Voyager fait un boulot excellent mais on dira que l’album manque sensiblement de corps pour passer le cap du groupe de seconde zone. Un parfait complément pour ouvrir un groupe plus important en tournée, un disque qu’on prendra plaisir à ressortir de temps en temps mais, soyons honnête, voilà maintenant quatre mois que je possède l’album, et il est tranquillement en train de devenir une nouvelle ombre (parmi les nombreuses) aux grands disques du genre. Gageons néanmoins que les australiens auront désormais l’exposition qu’ils méritent et qu’ils pourront nous régaler en concert. Peut-être "

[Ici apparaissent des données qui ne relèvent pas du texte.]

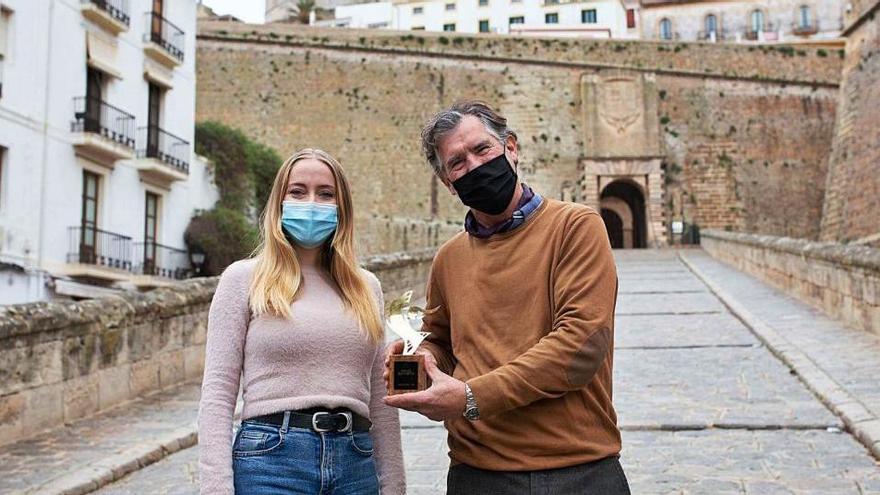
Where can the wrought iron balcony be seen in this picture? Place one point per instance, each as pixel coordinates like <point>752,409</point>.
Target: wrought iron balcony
<point>165,35</point>
<point>165,147</point>
<point>93,246</point>
<point>98,117</point>
<point>161,261</point>
<point>805,29</point>
<point>720,35</point>
<point>117,9</point>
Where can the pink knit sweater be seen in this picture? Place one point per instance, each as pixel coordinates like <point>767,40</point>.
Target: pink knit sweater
<point>318,358</point>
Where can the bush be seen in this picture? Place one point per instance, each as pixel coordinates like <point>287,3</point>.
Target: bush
<point>243,172</point>
<point>224,235</point>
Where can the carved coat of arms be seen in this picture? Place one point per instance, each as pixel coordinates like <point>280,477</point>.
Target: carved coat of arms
<point>619,103</point>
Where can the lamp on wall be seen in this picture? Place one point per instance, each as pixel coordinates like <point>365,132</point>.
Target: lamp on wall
<point>197,258</point>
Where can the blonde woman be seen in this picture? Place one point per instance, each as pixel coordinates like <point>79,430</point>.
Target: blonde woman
<point>301,325</point>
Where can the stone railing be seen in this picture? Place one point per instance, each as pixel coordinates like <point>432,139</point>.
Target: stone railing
<point>841,280</point>
<point>64,361</point>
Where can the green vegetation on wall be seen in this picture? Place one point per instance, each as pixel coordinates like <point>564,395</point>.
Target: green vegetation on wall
<point>243,172</point>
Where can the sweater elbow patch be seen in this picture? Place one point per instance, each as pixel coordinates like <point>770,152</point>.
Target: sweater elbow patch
<point>589,358</point>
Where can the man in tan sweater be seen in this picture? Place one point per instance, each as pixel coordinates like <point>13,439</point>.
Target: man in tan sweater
<point>521,345</point>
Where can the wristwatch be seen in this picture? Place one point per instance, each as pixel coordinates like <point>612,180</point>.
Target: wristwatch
<point>471,411</point>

Colours in the Sun" est-il le bon tremplin pour passer à l’étape supérieur et ensuite nous proposer un album plus personnel, fort d’un certain succès et une confiance acquise.
Seul l’avenir nous le dira.
J'aime beaucoup les deux précédents, mais étonnamment je suis passé, à côté de celui-ci.
Pour ma part, je connaissais Voyager de nom mais jamais écouté ni d'idée précise sur leur univers musical. Puis il y a un mois, en cliquant sur Deezer, j'ai pris le morceau Colours en pleine face, avec son caractère très direct plantant rapidement le décor et ne laissant aucun suspens sur ce à quoi on a affaire. On donne donc sa chance au reste de l'album qui s'avèrera à l'image du 1er morceau.
Eh bien honnêtement, c'est super joli, superbe sens de la mélodie. De belles ambiances, très spatiales et atmosphériques. Une amplitude vocale impressionnante qui m'a personnellement capté dès les premières notes. Un groupe avec une belle identité je trouve.
Je n'ai pas l'habitude de découvrir les artistes par leur dernier opus mais là ce Colours In The Sun m'a pris à revers, je ne m'en lasse pas. Une discographie à découvrir je pense si les mêmes ingrédients reviennent dans chaque album ...
PS : Si Coldplay durcissait et densifiait son son, ça pourrait donner ce Colours In The Sun non ? :-P
Pour moi leur meilleur reste I Am the Revolution, puis j'avais laché le groupe avec V que j'avais trouvé chiant, pour enfin revenir sur celui là, et très bonne surprise ! Pas l'album de l'année c'est sûr, mais il passe vraiment tout seul, et 2 ou 3 titres comme l'éponyme, Saccharine Dream ou Runaway sont vraiment excellents !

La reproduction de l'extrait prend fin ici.